"Toque, bainha feita à mão, peso e permanência de cor: os sinais concretos que distinguem a seda trabalhada em Como da seda genérica, e como usá-los antes de comprar um lenço."
Diante de dois lenços de seda que parecem idênticos, a diferença de preço pode ser cinco vezes maior. No entanto, ambos são "100% seda": a etiqueta diz a verdade sobre a fibra, mas nada sobre onde e como essa fibra foi tecida, impressa e acabada. É aí que surge a lacuna entre um acessório que dura uma vida inteira e um que amarelece após duas lavagens. Entender a diferença entre seda de Como e seda genérica, frequentemente de origem chinesa, não requer um microscópio: apenas suas mãos, olhos e alguns minutos de atenção.

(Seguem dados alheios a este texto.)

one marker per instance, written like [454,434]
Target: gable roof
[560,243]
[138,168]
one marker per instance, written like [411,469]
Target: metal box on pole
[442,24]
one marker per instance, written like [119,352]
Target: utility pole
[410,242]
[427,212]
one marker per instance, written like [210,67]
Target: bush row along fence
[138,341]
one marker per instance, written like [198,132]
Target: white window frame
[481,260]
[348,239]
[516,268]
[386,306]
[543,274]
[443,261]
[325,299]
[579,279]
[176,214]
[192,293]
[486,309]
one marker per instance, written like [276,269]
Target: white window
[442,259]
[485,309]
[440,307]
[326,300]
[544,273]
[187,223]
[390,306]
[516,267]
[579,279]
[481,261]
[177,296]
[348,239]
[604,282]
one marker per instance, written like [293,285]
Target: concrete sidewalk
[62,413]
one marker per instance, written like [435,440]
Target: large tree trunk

Em primeiro lugar, um esclarecimento honesto. A seda bruta, hoje, é criada e fiada em quase toda a Ásia, incluindo China: a fábrica de seda não conhece fronteiras. A pergunta correta, então, não é "de onde vem o fio", mas "quem o transformou em tecido e acessório". Como não cria fabricas de seda: Como é o distrito onde o fio se torna seda verdadeira, através de tecelagem, impressão e acabamento de altíssima precisão. É a diferença entre farinha e pão.
O toque: o primeiro teste, e o mais confiável
"Toque" é o termo técnico para o que você sente quando aperta o tecido na palma da mão. Uma seda trabalhada em Como tem um toque cheio mas fluido: pesa o certo, desliza entre os dedos sem atrito, volta à forma quando a solta. Uma seda genérica frequentemente falha em duas direções opostas. Ou é muito fina e "gommada", com uma superfície ligeiramente plástica que é o sinal de aprestos químicos usados para simular corpo que o tecido não tem. Ou é rígida e papelácea, porque o acabamento foi pulado para economizar. Amasse uma canto no punho por três segundos e solte: a boa seda se estende quase imediatamente, a seda inferior permanece marcada pelas pregas.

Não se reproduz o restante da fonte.